An anonymous submitter sent in: "The hearing is over, and Adam Kessel posted a report about what happened in the court room. The judge is probably not going to issue a temp. injunction against NuSphere on the GPL violation, but probably WILL issue an injunction on trademark issues." Politech has another report on the hearing.

12 of 184 comments (clear)

  1. Re:First Post... by cjc84 · · Score: -1, Offtopic

    You are a minute too late there, try harder next time. (impersonating Nelson Muntz) "Ha ha!"

  2. Re:WHAT THE FUCKING HELL IS ALL OF THIS ABOUT NOW? by Anonymous Coward · · Score: -1, Offtopic

    This post certainly implies the intelligence of a Windows XP advocate.
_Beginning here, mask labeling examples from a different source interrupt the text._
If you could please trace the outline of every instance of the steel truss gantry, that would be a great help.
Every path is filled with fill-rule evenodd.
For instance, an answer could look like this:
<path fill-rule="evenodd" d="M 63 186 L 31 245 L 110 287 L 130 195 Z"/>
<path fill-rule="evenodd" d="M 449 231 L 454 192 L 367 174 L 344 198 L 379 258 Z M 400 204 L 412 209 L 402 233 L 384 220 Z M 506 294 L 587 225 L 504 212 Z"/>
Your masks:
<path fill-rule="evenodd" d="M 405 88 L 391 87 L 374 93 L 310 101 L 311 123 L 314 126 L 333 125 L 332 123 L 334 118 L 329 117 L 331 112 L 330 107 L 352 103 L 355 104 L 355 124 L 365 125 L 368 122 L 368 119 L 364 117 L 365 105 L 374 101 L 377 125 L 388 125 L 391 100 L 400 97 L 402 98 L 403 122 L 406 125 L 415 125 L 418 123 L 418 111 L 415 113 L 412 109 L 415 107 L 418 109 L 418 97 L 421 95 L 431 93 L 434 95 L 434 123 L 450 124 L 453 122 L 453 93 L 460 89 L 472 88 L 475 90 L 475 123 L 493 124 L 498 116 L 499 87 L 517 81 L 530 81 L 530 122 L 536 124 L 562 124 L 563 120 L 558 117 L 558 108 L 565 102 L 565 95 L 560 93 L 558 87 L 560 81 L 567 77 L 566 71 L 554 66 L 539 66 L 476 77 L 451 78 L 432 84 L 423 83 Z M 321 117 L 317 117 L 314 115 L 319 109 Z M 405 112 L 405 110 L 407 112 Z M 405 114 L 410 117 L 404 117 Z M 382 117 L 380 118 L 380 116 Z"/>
  3. For crying out loud by Anonymous Coward · · Score: -1, Offtopic

    Just admit you're the WIPO troll already, S.T.

  4. Slashdot, NEWS that matters? by Anonymous Coward · · Score: -1, Offtopic


    SLASHDOT
    News for niggers. Stuff for niggers.

    WATERMELON UNDER THE GPL

    POPEYES SELLING CUSTOMER DATA

    BREW YOUR OWN 40s OR STEAL THEM

    PORCH SITTING PIONEER DEAD AT 54

    BOOK REVIEW: READ? FUCK DAT!

    ASK SLASHDOT: GOOD CRACK FOR CHEAP?

  5. ALL PRAISES TO THE YHWH ELOHIM by Anonymous Coward · · Score: -1, Offtopic

    Rape victim must marry rapist (and rapist pays her father some money).
    Deuteronomy 22:28

    Soldiers are allowed to marry and engage in forced intercourse with female captives (maybe you shouldn't send the Bible w/ your son when he goes off to war).
    Deuteronomy 21:10-14

    Lot offers his daughters to be gang-raped by a mob.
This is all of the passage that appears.